As an investigation ensues, she may stop pressing charges because all of the invasive questions they ask force her to relive a nightmare over and over. People accuse her of lying or “twisting the truth” and eventually – although she is innocent – some perceive her as being in the wrong. I mean, how could she try to ruin his life like that?
Looking back she’ll tell you that maybe she remembered it wrong, that as time passes she’s been able to slowly move on. She’ll say that she doesn’t even remember his name – a lie – and that she can’t remember what the party was even for – another lie. I promise you this, even though she’s tried for years to forget, those few moments in time linger in the back of her mind. Sometimes, when she’s busy and things are going well, she forgets they’re there. Then, she’ll read something or see something and suddenly she’s nineteen and all alone again.
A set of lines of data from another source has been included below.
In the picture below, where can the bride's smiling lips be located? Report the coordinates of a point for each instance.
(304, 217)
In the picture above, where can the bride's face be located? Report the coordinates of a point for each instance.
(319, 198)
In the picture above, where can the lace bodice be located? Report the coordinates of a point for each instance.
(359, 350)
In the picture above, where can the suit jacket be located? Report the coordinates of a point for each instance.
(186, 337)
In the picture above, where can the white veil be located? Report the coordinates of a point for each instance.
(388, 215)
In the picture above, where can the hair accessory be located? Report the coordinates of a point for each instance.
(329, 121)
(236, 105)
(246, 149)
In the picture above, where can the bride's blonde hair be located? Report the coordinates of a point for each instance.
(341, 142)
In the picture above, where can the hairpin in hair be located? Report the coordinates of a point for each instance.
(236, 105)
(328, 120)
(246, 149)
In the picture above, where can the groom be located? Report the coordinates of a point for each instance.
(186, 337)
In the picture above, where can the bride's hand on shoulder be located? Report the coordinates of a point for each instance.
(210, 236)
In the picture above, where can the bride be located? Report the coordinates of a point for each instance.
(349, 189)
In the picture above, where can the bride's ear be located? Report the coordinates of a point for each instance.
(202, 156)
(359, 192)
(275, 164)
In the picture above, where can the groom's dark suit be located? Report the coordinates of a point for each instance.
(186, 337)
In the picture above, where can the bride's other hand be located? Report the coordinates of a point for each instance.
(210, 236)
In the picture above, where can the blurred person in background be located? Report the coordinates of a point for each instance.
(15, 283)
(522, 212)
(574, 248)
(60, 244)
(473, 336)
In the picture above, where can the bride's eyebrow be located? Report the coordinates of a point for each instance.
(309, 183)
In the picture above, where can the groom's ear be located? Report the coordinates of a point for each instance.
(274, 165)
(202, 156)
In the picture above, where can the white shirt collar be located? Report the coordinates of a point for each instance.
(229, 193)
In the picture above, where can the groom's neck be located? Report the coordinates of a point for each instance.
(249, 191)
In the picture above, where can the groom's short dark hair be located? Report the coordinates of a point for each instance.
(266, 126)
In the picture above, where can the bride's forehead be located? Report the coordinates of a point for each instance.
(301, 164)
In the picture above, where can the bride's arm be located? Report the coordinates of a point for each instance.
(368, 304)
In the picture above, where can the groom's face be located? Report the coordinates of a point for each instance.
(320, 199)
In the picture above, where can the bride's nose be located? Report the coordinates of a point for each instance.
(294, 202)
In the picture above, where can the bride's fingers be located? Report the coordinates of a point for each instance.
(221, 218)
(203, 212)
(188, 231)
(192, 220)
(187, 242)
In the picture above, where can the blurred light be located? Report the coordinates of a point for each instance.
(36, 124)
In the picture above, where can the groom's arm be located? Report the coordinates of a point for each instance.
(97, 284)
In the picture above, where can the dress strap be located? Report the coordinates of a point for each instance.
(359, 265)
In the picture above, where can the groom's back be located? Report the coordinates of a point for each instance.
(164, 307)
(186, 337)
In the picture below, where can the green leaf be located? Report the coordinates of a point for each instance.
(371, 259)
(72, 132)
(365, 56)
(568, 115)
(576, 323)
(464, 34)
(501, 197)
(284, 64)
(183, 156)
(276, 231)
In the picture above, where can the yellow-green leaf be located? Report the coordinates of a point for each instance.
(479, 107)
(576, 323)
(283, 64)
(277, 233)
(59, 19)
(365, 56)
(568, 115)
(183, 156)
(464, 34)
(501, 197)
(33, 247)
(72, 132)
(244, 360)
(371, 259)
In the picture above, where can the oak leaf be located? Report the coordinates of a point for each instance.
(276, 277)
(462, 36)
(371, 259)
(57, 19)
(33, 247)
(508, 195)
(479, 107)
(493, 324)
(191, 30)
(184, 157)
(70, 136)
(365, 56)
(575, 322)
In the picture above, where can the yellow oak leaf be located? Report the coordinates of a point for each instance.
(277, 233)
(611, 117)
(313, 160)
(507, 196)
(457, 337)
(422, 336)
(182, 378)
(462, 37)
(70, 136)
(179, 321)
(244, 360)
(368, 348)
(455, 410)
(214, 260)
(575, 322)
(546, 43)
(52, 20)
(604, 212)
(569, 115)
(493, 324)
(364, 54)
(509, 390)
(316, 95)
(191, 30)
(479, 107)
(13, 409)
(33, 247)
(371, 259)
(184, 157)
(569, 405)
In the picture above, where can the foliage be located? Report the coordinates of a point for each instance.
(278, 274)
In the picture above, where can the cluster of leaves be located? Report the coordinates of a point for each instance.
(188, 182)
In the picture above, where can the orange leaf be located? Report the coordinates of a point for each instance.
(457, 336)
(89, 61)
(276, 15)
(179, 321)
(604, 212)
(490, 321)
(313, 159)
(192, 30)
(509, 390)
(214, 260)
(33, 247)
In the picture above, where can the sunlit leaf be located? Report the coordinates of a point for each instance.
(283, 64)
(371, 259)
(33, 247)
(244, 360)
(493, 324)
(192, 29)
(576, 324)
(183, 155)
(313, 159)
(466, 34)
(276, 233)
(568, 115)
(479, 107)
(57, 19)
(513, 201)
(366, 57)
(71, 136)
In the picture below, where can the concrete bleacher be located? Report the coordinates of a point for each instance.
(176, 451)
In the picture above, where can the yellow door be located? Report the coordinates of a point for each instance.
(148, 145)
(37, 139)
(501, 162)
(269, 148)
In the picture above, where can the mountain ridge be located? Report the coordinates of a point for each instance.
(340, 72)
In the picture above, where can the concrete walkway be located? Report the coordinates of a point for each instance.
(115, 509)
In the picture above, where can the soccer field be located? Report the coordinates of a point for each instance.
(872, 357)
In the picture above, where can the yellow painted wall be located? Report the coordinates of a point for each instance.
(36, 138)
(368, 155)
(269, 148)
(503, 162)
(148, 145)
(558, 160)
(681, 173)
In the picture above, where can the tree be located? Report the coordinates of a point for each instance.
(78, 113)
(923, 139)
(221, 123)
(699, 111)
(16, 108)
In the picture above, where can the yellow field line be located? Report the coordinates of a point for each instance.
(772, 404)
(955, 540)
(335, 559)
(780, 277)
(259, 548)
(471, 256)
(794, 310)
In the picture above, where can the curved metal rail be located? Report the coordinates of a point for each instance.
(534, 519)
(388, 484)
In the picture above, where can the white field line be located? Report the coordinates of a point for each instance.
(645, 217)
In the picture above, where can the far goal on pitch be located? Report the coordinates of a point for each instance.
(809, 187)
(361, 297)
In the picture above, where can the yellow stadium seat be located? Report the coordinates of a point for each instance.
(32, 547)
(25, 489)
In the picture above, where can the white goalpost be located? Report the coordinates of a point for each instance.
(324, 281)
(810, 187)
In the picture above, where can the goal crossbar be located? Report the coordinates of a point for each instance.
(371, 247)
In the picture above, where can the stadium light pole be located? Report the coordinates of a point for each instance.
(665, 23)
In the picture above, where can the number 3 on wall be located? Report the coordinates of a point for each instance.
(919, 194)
Recently, that something was an article about the trial of Brock Turner. Brock is a former Stanford swimmer who, in January 2015, raped and assaulted a fellow student on campus. In response to a six month prison sentence, which most likely be lessened to three, his father claimed that it was an awfully steep sentence for twenty minutes of action. In addition, the news article claims that Brock is now an advocate for the prevention of assault on college campuses. So his good behavior lessened his sentence, but did it lessen his victims?
No, it didn’t. When did being a pretentious asshole with a powerful daddy become justification for going around raping people? I’m sorry, but last time I checked it doesn’t. Six months in prison is nothing compared to the sentence his victim will pay for the rest of her life. She will never forget the name Brock Turner and, although I cannot speak directly on her behalf, I doubt she will ever feel completely safe again.
It’s been seven and a half years from the night described at the beginning of this article. The girl still hesitates when she drinks too much because she realizes that even her friends can’t be trusted. She still recalls what it feels like to relive a nightmare – over and over – and then be punished because she was a victim. She can recall one of the worst nights of her life, even though so much time has passed. Her attacker was never punished because she couldn’t handle the dire questioning and the endless stares she received from those who surrounded her. In addition, she wonders how six months compares to the punishment she’s served for being in the wrong place at the wrong time under negative circumstances. You see, I know how these things feel, because that young girl was me.